Ganenthiran: If you go to a grocer’s back room today as compared to five years ago, you will see less stuff in the back room, and that’s because there’s better optimization and throughput from backroom to front. You will see less underutilized labor hanging around for work to come. That is all being done through workforce analytics, labor tools and inventory tracking capabilities. This will make the in-store grocery experience for the everyday consumer so much better than it’s ever been before because it’s finally going to be about me getting help on what I should be making for my daughter for dinner and how that meets her overall nutritional plan.
Food Dive: What can brick and mortar stores do to keep people coming back to the stores?
Ganenthiran: The best-in-class brick and mortar operators will do two things. They are going to view technology not as a threat, but as an enabler. And two, they are going to think about what pain points they can take away from a shopper’s day, and that involves taking seconds and minutes out of the shopping experience so there’s truly no friction when you go to a store, and any barrier between a consumer converting and buying gets removed.

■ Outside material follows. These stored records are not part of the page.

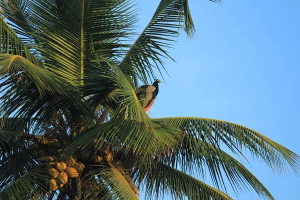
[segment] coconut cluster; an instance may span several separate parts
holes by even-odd
[[[50,179],[48,188],[52,192],[58,187],[62,188],[71,178],[79,176],[85,168],[84,164],[77,161],[76,155],[64,162],[58,161],[57,158],[53,156],[42,157],[36,160],[46,162],[44,164],[46,169],[46,176]]]
[[[48,140],[44,138],[37,141],[32,154],[32,158],[36,160],[44,163],[47,172],[45,175],[50,179],[48,188],[52,192],[56,191],[58,188],[62,188],[70,179],[80,176],[85,164],[100,162],[104,164],[114,160],[112,152],[108,146],[96,151],[82,150],[78,152],[77,155],[73,154],[72,158],[64,160],[56,156],[62,150],[60,148],[60,142],[58,140]],[[114,163],[120,166],[122,162],[115,160]]]

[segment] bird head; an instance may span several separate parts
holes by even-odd
[[[153,84],[158,84],[159,82],[162,82],[160,80],[156,79],[156,80],[155,80],[155,82],[154,82],[153,83]]]

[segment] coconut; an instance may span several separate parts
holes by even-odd
[[[40,142],[40,143],[41,145],[42,146],[47,145],[47,144],[48,144],[48,140],[45,138],[42,139]]]
[[[102,150],[102,154],[104,156],[107,156],[110,154],[110,148],[108,146],[104,146]]]
[[[104,156],[104,160],[108,162],[111,162],[114,160],[114,158],[112,158],[112,154],[110,153],[108,156]]]
[[[73,168],[68,168],[66,170],[68,177],[70,178],[75,178],[79,176],[76,170]]]
[[[80,155],[80,158],[84,160],[90,160],[90,154],[88,152],[83,152]]]
[[[58,172],[64,171],[64,170],[66,168],[66,164],[64,162],[57,162],[55,165],[55,166]]]
[[[102,158],[98,154],[96,154],[94,156],[92,156],[92,161],[94,162],[98,163],[100,162],[100,161],[102,160]]]
[[[124,164],[121,160],[116,160],[114,163],[116,163],[117,166],[121,168],[123,168],[124,167]]]
[[[48,170],[48,174],[50,176],[53,178],[57,178],[58,175],[58,172],[54,168],[49,168]]]
[[[62,172],[60,173],[58,176],[58,180],[60,184],[66,184],[68,181],[68,176],[66,175],[66,174],[64,172]]]
[[[56,182],[56,180],[54,179],[52,179],[50,180],[50,182],[49,183],[49,189],[52,192],[54,192],[56,190],[58,187],[58,184]]]
[[[66,161],[66,164],[68,166],[72,166],[76,163],[77,160],[77,156],[75,154],[73,154],[72,158],[68,159]]]
[[[56,162],[54,161],[50,161],[48,162],[47,162],[47,164],[46,165],[46,168],[51,168],[54,165],[56,164]]]
[[[72,168],[74,168],[77,172],[80,172],[84,170],[84,165],[80,162],[76,162]]]

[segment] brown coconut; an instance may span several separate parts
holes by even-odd
[[[48,144],[48,140],[45,138],[42,139],[40,142],[40,145],[47,145],[47,144]]]
[[[50,182],[49,183],[48,186],[49,189],[50,189],[50,190],[52,192],[56,190],[58,188],[58,184],[56,182],[56,180],[53,178],[50,180]]]
[[[58,172],[54,168],[49,168],[48,170],[48,174],[53,178],[55,178],[58,177]]]
[[[110,148],[108,146],[104,146],[102,150],[102,154],[104,156],[107,156],[110,154]]]
[[[73,168],[68,168],[66,170],[66,173],[70,178],[75,178],[79,176],[78,172]]]
[[[68,181],[68,175],[64,172],[62,172],[58,176],[58,180],[60,184],[66,184]]]
[[[50,161],[46,164],[46,168],[52,168],[56,164],[56,162],[55,161]]]
[[[88,152],[83,152],[80,155],[80,158],[84,160],[90,160],[90,153]]]
[[[84,170],[84,165],[80,162],[76,162],[72,168],[76,170],[77,172],[80,172]]]
[[[92,161],[96,163],[100,162],[100,161],[102,160],[102,159],[103,158],[100,156],[100,155],[98,154],[96,154],[95,155],[94,155],[94,156],[92,156]]]
[[[116,163],[117,166],[121,168],[123,168],[124,167],[124,164],[121,160],[116,160],[114,161],[114,163]]]
[[[64,171],[66,168],[66,163],[62,162],[57,162],[55,166],[58,172]]]
[[[112,154],[110,153],[108,156],[104,156],[104,160],[108,162],[111,162],[114,160]]]
[[[68,166],[72,166],[76,163],[77,161],[77,156],[75,154],[73,154],[72,158],[66,160],[66,164]]]

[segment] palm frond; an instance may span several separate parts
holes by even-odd
[[[0,16],[0,53],[9,54],[26,58],[34,64],[42,66],[42,64],[30,52],[30,50],[17,36],[16,32]]]
[[[153,195],[158,199],[168,194],[175,200],[232,200],[224,192],[161,162],[143,176],[146,195],[151,199]]]
[[[172,46],[170,43],[174,41],[172,38],[178,36],[184,28],[192,38],[195,29],[188,0],[161,0],[152,19],[122,60],[120,68],[131,66],[132,73],[145,84],[148,77],[155,77],[154,68],[162,76],[160,68],[164,67],[162,58],[170,58],[165,48]]]
[[[45,199],[49,193],[45,184],[48,182],[44,168],[36,168],[20,176],[8,180],[0,188],[0,199],[8,200]]]
[[[1,112],[6,117],[12,114],[30,120],[47,116],[42,120],[61,109],[84,120],[92,118],[78,90],[20,56],[0,54],[0,76]]]
[[[273,170],[282,173],[288,166],[299,174],[300,157],[279,144],[245,126],[217,120],[200,118],[156,118],[184,130],[205,144],[219,146],[225,144],[234,153],[242,154],[243,148],[264,161]]]
[[[94,53],[110,59],[126,45],[136,20],[128,0],[34,0],[28,2],[36,48],[45,66],[70,82],[82,84]],[[127,40],[127,39],[126,39]],[[114,58],[114,59],[115,59]]]
[[[30,8],[28,0],[0,0],[2,14],[8,20],[14,30],[22,38],[24,44],[28,48],[33,47],[36,38],[30,34],[34,32],[30,18]]]
[[[117,147],[114,150],[116,152],[126,146],[127,152],[132,150],[135,154],[144,158],[161,158],[168,154],[170,149],[178,145],[182,134],[178,129],[159,122],[152,124],[149,126],[130,120],[102,124],[76,137],[66,146],[65,153],[70,156],[80,148],[84,150],[92,146],[100,149],[108,142]],[[148,166],[150,164],[149,163]]]
[[[164,162],[179,168],[184,172],[200,176],[208,170],[216,188],[226,190],[224,176],[227,178],[234,190],[250,190],[252,188],[260,196],[274,200],[270,192],[244,166],[220,148],[206,143],[194,136],[186,136],[182,145],[174,150]]]
[[[110,167],[101,166],[99,169],[90,172],[98,178],[98,182],[89,192],[92,194],[85,196],[94,199],[100,194],[105,192],[106,196],[101,199],[139,200],[134,189],[124,174],[112,164]]]

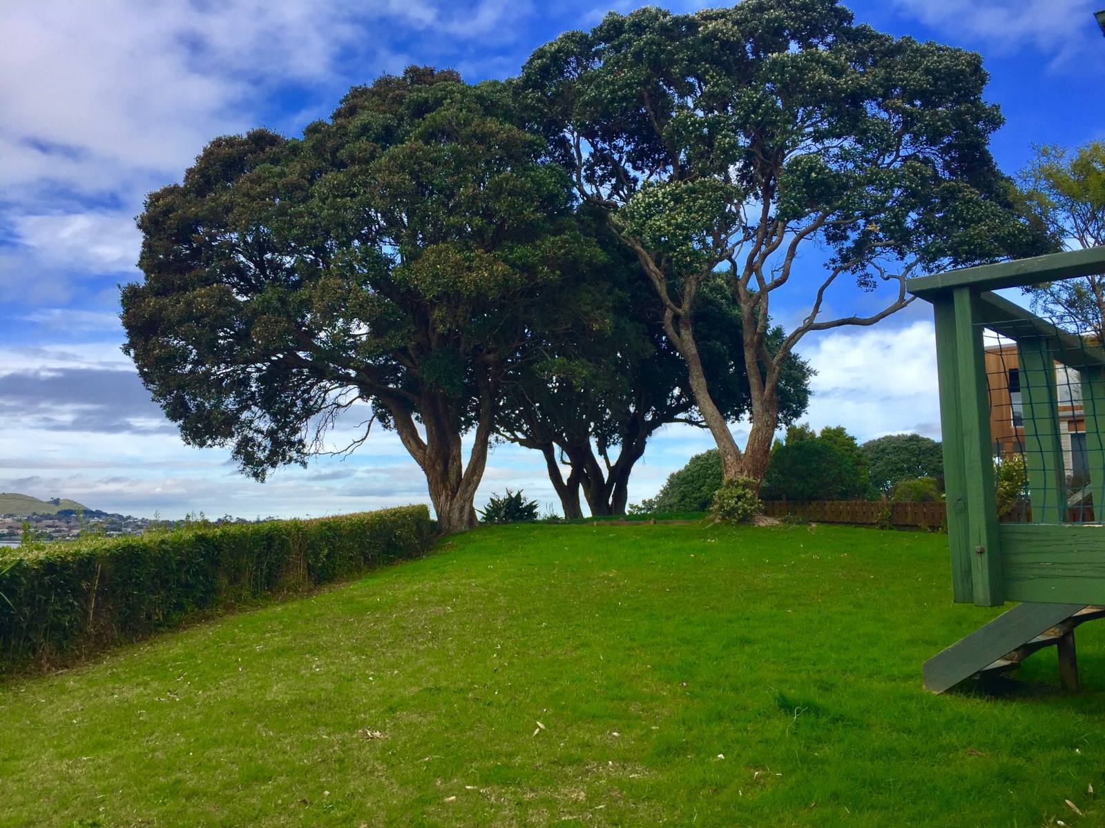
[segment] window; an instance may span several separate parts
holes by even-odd
[[[1021,370],[1011,368],[1007,372],[1007,388],[1009,389],[1009,410],[1014,428],[1024,426],[1024,407],[1021,403]]]

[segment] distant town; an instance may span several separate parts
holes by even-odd
[[[245,518],[225,514],[217,519],[204,516],[188,520],[160,520],[135,518],[130,514],[87,509],[74,500],[51,498],[39,500],[27,495],[0,492],[0,543],[11,545],[30,535],[33,540],[65,541],[82,535],[117,538],[141,534],[149,529],[171,529],[189,521],[209,520],[211,523],[251,523]],[[266,519],[267,520],[267,519]]]

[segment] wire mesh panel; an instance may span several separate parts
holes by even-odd
[[[933,304],[957,602],[1105,604],[1102,326],[994,293],[1101,274],[1105,247],[908,284]]]
[[[1021,308],[978,325],[1000,519],[1102,522],[1105,457],[1096,414],[1105,411],[1105,352],[1097,335],[1075,317]]]

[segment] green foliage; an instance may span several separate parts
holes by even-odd
[[[1091,141],[1074,152],[1053,145],[1034,150],[1019,176],[1033,214],[1069,247],[1105,244],[1105,142]],[[1105,342],[1105,276],[1036,285],[1024,293],[1036,314]]]
[[[514,87],[644,266],[715,423],[691,354],[703,286],[723,275],[746,322],[745,370],[759,374],[759,452],[778,425],[778,368],[803,336],[905,307],[908,275],[1051,248],[989,152],[1001,115],[986,77],[979,55],[857,25],[835,0],[744,0],[610,12],[537,49]],[[825,252],[823,269],[798,278],[807,246]],[[891,289],[853,315],[831,298],[848,282]],[[808,309],[775,349],[772,294]]]
[[[871,486],[887,493],[905,478],[944,479],[944,450],[939,442],[919,434],[891,434],[864,443]]]
[[[1012,454],[994,457],[993,473],[998,517],[1001,517],[1029,493],[1029,474],[1024,466],[1024,456]]]
[[[669,475],[663,488],[649,501],[653,512],[703,512],[722,488],[722,456],[716,448],[696,454],[687,465]]]
[[[493,401],[599,256],[569,178],[507,115],[503,84],[412,66],[302,139],[217,138],[147,198],[124,350],[187,443],[264,478],[368,402],[443,527],[474,523]]]
[[[747,523],[764,511],[756,493],[759,481],[748,477],[730,477],[714,492],[709,512],[715,520]]]
[[[522,497],[522,489],[507,489],[503,497],[487,498],[480,517],[484,523],[523,523],[537,520],[537,501]]]
[[[949,601],[947,538],[698,521],[450,541],[0,683],[0,822],[1105,821],[1099,668],[1078,693],[1055,689],[1050,654],[1004,699],[919,689],[922,661],[1006,608]],[[1105,624],[1078,646],[1098,665]]]
[[[849,434],[842,425],[827,425],[818,435],[831,445],[849,467],[848,497],[862,497],[867,493],[869,473],[867,456],[860,448],[855,437]]]
[[[818,435],[804,424],[771,449],[761,493],[768,499],[844,500],[866,493],[866,458],[843,426]]]
[[[894,484],[891,491],[892,503],[935,503],[940,499],[940,489],[935,478],[905,477]]]
[[[0,552],[0,669],[49,664],[422,554],[424,506]]]

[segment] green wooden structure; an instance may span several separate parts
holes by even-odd
[[[1000,668],[998,662],[1009,661],[1003,656],[1028,647],[1046,630],[1055,633],[1049,643],[1056,638],[1061,658],[1069,650],[1073,661],[1075,624],[1097,616],[1091,609],[1078,615],[1080,622],[1073,617],[1083,607],[1105,605],[1105,350],[1067,326],[1042,319],[993,293],[1102,273],[1105,248],[1093,248],[908,282],[912,294],[933,304],[936,322],[954,599],[979,606],[1007,601],[1054,605],[1051,611],[1007,613],[993,622],[1001,627],[1000,635],[980,635],[983,628],[930,659],[925,684],[937,692],[980,672],[980,662]],[[1015,343],[1023,397],[1022,456],[1031,500],[1028,523],[998,520],[985,349],[985,337],[994,335],[1002,348]],[[1084,422],[1088,481],[1078,480],[1076,495],[1078,502],[1096,508],[1094,523],[1070,520],[1056,365],[1073,369],[1081,378],[1078,422]],[[1063,635],[1069,646],[1057,640]],[[1017,647],[1009,646],[1017,638],[1021,639]],[[1069,678],[1064,683],[1071,683]]]

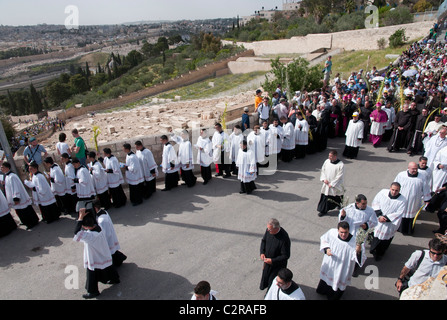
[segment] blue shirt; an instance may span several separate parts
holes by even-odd
[[[245,124],[247,125],[247,127],[245,127]],[[242,132],[245,131],[245,129],[250,128],[250,117],[248,116],[248,114],[244,113],[242,115]]]
[[[45,150],[44,146],[38,144],[35,147],[27,146],[25,148],[25,151],[23,152],[23,155],[28,157],[28,161],[30,163],[32,161],[35,161],[37,164],[41,164],[42,163],[42,152],[46,153],[47,150]]]

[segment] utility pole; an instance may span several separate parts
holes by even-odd
[[[19,172],[14,162],[14,157],[12,156],[11,147],[9,146],[8,138],[6,138],[5,129],[3,129],[3,123],[0,121],[0,144],[5,152],[6,159],[11,164],[11,171],[19,175]]]

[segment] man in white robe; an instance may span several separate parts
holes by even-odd
[[[338,300],[351,284],[355,264],[360,267],[366,260],[364,245],[356,243],[349,232],[349,223],[341,221],[320,238],[320,251],[324,258],[320,269],[317,293],[328,300]]]
[[[178,186],[179,162],[174,147],[169,142],[168,136],[162,135],[160,141],[163,145],[163,154],[161,158],[161,168],[165,174],[165,187],[161,191],[169,191]]]
[[[309,144],[309,124],[304,119],[301,110],[296,111],[295,121],[295,159],[306,156],[306,146]]]
[[[231,161],[231,173],[237,175],[236,160],[239,151],[241,150],[241,141],[244,140],[245,136],[242,134],[242,129],[240,125],[235,125],[233,132],[228,137],[230,143],[230,161]]]
[[[50,172],[50,188],[56,198],[56,204],[59,210],[64,214],[68,214],[68,207],[66,206],[65,200],[65,176],[62,169],[53,161],[52,157],[46,157],[43,160],[45,168]]]
[[[96,152],[90,151],[87,155],[87,167],[92,176],[95,193],[105,209],[112,206],[109,194],[109,185],[107,182],[107,173],[103,166],[96,160]]]
[[[193,173],[194,162],[192,154],[192,145],[189,141],[189,133],[183,130],[181,136],[171,134],[171,140],[179,145],[178,161],[180,166],[180,176],[184,184],[189,188],[196,184],[197,178]]]
[[[61,164],[64,167],[65,176],[65,203],[67,204],[68,212],[76,212],[76,190],[73,191],[72,186],[74,186],[73,179],[75,178],[75,170],[73,164],[71,163],[71,158],[68,153],[63,153],[61,155]]]
[[[265,142],[264,163],[261,164],[261,167],[264,168],[264,167],[269,166],[270,143],[271,143],[271,133],[272,133],[267,120],[262,122],[262,127],[260,130],[261,130],[261,134],[264,135],[264,142]]]
[[[439,150],[447,146],[447,128],[442,127],[438,134],[434,135],[425,143],[424,156],[427,157],[427,166],[433,170],[433,161]]]
[[[376,213],[373,208],[368,206],[368,201],[363,194],[358,194],[355,197],[355,203],[351,203],[340,210],[338,220],[349,223],[349,232],[353,236],[357,236],[360,228],[368,231],[368,229],[377,225]]]
[[[281,160],[284,162],[292,161],[295,155],[295,127],[287,117],[282,116],[279,119],[283,127],[282,144],[281,144]]]
[[[256,166],[263,163],[265,157],[265,136],[261,133],[261,127],[259,125],[255,125],[253,131],[248,134],[247,146],[255,155]]]
[[[143,169],[143,198],[148,199],[157,190],[157,163],[155,162],[152,151],[145,148],[140,140],[135,141],[135,149],[137,150],[136,155]]]
[[[433,161],[433,186],[437,192],[447,182],[447,146],[438,151]]]
[[[393,182],[389,189],[380,190],[371,203],[378,216],[370,247],[376,261],[382,259],[402,221],[407,199],[400,194],[400,188],[399,183]]]
[[[76,203],[76,212],[81,208],[91,208],[91,202],[96,196],[95,187],[93,186],[92,176],[90,171],[81,164],[78,158],[72,159],[73,167],[75,168],[76,177],[73,179],[78,196]]]
[[[197,149],[197,161],[200,164],[200,175],[203,184],[206,185],[211,179],[211,163],[213,162],[213,145],[208,137],[206,129],[200,130],[200,136],[194,146]]]
[[[115,227],[113,226],[112,218],[101,206],[101,202],[99,201],[93,202],[93,209],[95,211],[96,221],[106,235],[113,265],[119,267],[127,259],[127,256],[120,251],[121,246],[118,241],[118,236],[116,235]]]
[[[264,300],[306,300],[303,290],[293,281],[293,273],[287,268],[278,271]]]
[[[398,173],[394,182],[400,184],[400,192],[407,199],[399,231],[410,235],[414,232],[413,219],[422,207],[422,200],[427,204],[431,199],[430,189],[418,173],[418,165],[415,162],[408,164],[408,170]]]
[[[214,129],[216,131],[211,142],[213,143],[213,161],[219,171],[216,176],[229,178],[231,177],[230,139],[220,123],[216,123]]]
[[[250,194],[256,189],[256,160],[253,151],[247,147],[247,141],[242,140],[240,144],[241,151],[236,159],[236,166],[238,167],[237,178],[241,182],[239,193]]]
[[[273,119],[273,123],[269,126],[270,139],[269,139],[269,155],[280,157],[282,149],[282,139],[284,136],[283,127],[279,125],[278,119]]]
[[[92,299],[99,296],[98,282],[120,283],[118,272],[113,265],[112,255],[104,231],[95,223],[95,218],[87,210],[79,211],[73,241],[84,243],[84,268],[87,271],[82,297]]]
[[[129,185],[129,200],[132,206],[138,206],[143,203],[143,184],[144,176],[140,160],[138,160],[129,143],[123,145],[123,151],[126,153],[126,180]]]
[[[5,195],[8,206],[14,208],[20,222],[26,226],[27,230],[30,230],[39,223],[39,217],[32,206],[32,200],[20,178],[11,171],[9,162],[2,163],[1,171],[5,175]]]
[[[109,186],[110,197],[115,208],[126,205],[127,196],[124,193],[122,184],[124,183],[123,174],[121,172],[118,159],[112,154],[110,148],[103,149],[104,170],[107,173],[107,184]],[[99,159],[101,161],[101,159]]]
[[[320,173],[321,197],[318,202],[318,216],[321,217],[329,210],[341,207],[344,195],[344,164],[338,159],[337,151],[331,150],[328,159],[323,163]]]
[[[25,180],[25,185],[32,189],[34,204],[40,208],[42,220],[46,223],[59,220],[61,212],[56,205],[56,198],[51,191],[47,178],[39,171],[39,165],[31,162],[29,165],[31,180]]]
[[[363,141],[364,123],[359,120],[359,113],[354,112],[346,129],[345,150],[343,156],[349,159],[357,158]]]

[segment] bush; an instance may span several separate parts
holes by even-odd
[[[377,40],[377,46],[379,47],[380,50],[385,49],[386,48],[386,39],[380,38],[379,40]]]
[[[390,36],[390,47],[397,48],[403,46],[407,40],[408,38],[405,37],[405,30],[399,29]]]

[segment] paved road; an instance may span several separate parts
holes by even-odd
[[[340,154],[343,146],[343,139],[329,141]],[[119,268],[121,283],[100,285],[99,299],[189,299],[200,280],[208,280],[219,299],[262,299],[259,244],[271,217],[279,219],[291,237],[289,268],[294,279],[308,299],[324,299],[315,293],[322,261],[319,239],[337,223],[337,212],[324,217],[316,212],[319,170],[327,155],[279,163],[274,175],[258,178],[252,195],[238,193],[236,178],[214,178],[206,186],[199,179],[193,188],[157,192],[138,207],[111,209],[128,260]],[[357,193],[372,200],[410,159],[417,157],[370,144],[361,147],[357,160],[343,159],[349,202]],[[74,225],[74,217],[64,216],[31,232],[20,227],[0,239],[0,299],[82,299],[83,245],[72,240]],[[343,299],[397,299],[394,282],[403,263],[415,249],[427,246],[436,227],[435,215],[424,213],[414,236],[397,234],[382,261],[374,262],[368,253],[362,274],[353,279]],[[79,281],[74,282],[79,289],[65,286],[67,277],[74,275],[66,271],[73,266],[79,270]],[[378,282],[371,280],[371,270]]]

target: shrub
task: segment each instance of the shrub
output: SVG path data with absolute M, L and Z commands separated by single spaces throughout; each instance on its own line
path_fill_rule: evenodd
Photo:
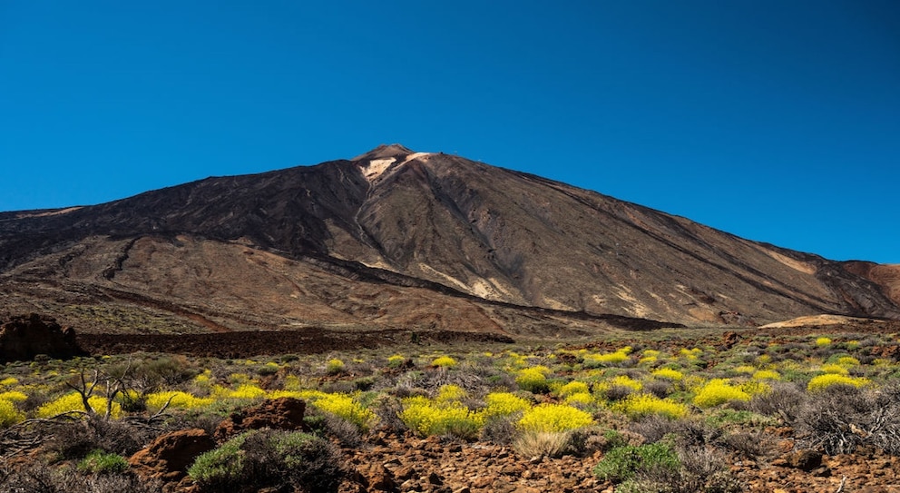
M 171 400 L 170 400 L 171 399 Z M 170 409 L 192 409 L 205 408 L 214 402 L 211 398 L 199 398 L 181 390 L 147 394 L 144 402 L 151 410 L 159 410 L 169 402 Z
M 88 404 L 91 406 L 91 409 L 98 414 L 106 413 L 107 403 L 108 400 L 100 396 L 91 396 L 88 399 Z M 82 402 L 82 396 L 78 392 L 71 392 L 41 406 L 37 409 L 36 414 L 38 418 L 52 418 L 70 411 L 85 410 L 84 404 Z M 112 402 L 111 416 L 112 418 L 120 418 L 122 416 L 122 404 Z
M 727 380 L 714 379 L 707 382 L 694 397 L 694 405 L 700 408 L 711 408 L 730 400 L 747 401 L 750 394 L 739 387 L 733 387 Z
M 813 377 L 812 380 L 809 380 L 809 383 L 807 384 L 807 390 L 810 392 L 817 392 L 836 385 L 856 387 L 858 389 L 860 387 L 865 387 L 869 383 L 871 382 L 868 379 L 864 379 L 861 377 L 855 378 L 845 375 L 837 375 L 835 373 L 826 373 L 825 375 Z
M 620 350 L 615 352 L 604 354 L 585 354 L 582 364 L 585 368 L 597 368 L 619 365 L 628 360 L 628 353 Z
M 534 394 L 544 393 L 550 390 L 550 383 L 547 381 L 547 373 L 550 369 L 545 366 L 534 366 L 526 368 L 518 372 L 515 377 L 515 383 L 523 390 L 527 390 Z
M 401 368 L 406 362 L 406 359 L 400 354 L 394 354 L 387 357 L 387 366 L 389 368 Z
M 325 364 L 325 372 L 328 375 L 338 375 L 344 372 L 344 361 L 337 358 L 332 358 L 328 360 L 328 362 Z
M 785 422 L 791 422 L 805 399 L 806 394 L 796 384 L 783 383 L 767 393 L 753 396 L 748 407 L 754 412 L 778 416 Z
M 92 450 L 78 463 L 78 470 L 93 474 L 124 472 L 127 469 L 128 460 L 125 458 L 99 449 Z
M 560 431 L 525 431 L 513 440 L 513 449 L 523 457 L 562 456 L 569 446 L 570 435 Z
M 593 472 L 603 481 L 621 483 L 641 471 L 662 468 L 678 470 L 680 462 L 678 454 L 667 443 L 618 447 L 603 456 Z
M 540 404 L 525 410 L 518 426 L 533 432 L 568 431 L 589 426 L 593 417 L 581 409 L 564 404 Z
M 649 415 L 659 415 L 670 419 L 676 419 L 688 414 L 688 408 L 684 404 L 644 393 L 631 394 L 613 406 L 612 409 L 624 412 L 632 419 Z
M 312 405 L 325 412 L 347 419 L 362 431 L 367 430 L 375 421 L 375 412 L 346 394 L 325 394 L 313 400 Z
M 403 399 L 400 419 L 421 436 L 452 435 L 464 439 L 478 437 L 484 417 L 459 402 L 435 402 L 416 396 Z
M 25 415 L 10 400 L 0 399 L 0 428 L 6 428 L 24 420 Z
M 760 370 L 753 373 L 755 380 L 780 380 L 781 375 L 774 370 Z
M 455 368 L 458 363 L 449 356 L 439 356 L 431 361 L 431 366 L 436 368 Z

Food Dive: What sort of barriers?
Ganenthiran: A barrier might be you walk down the aisle and you can’t find what you’re looking for. Another barrier might be that the checkout lane is too long. This can be solved by using things like the smartphone to help consumers, maybe ordering ahead, helping them find the items, helping them apply digital coupons and improving the time at the checkout line.
Food Dive: What are changes that you believe could impact grocery that aren’t being made or grocers are just slow to adapt?
Ganenthiran: One of the biggest issues in the grocery landscape in terms of adoption is grocery is an extremely low-margin industry and adoption of technology and changing of existing norms requires sometimes testing and investing in the in-store environment. Digital price tags at shelf is something that has been talked about for 20 years and I think every grocer really understands the impact it could have in terms of labor savings, but is less understood is what impact it can have in pricing for the consumer. It’s an innovation that’s simple and that can enable a lot of other innovation at shelf but the industry hasn’t been able to adapt because of the high fixed cost point of changing out tags.
Food Dive: What will grocery look like in 2020?
Ganenthiran: It’s very hard to prognosticate what 2020 will look like other than highlighting what it won’t look like. Things that won’t be different for the consumer, first and foremost, is they are not going to want less value. Consumers also won’t compromise on time. I think the days of waiting seven minutes at the checkout line on a Saturday will be expired by 2020. If you’re a grocer who doesn’t fix that problem for consumers, you won’t be able to attract consumers because no one has that time anymore.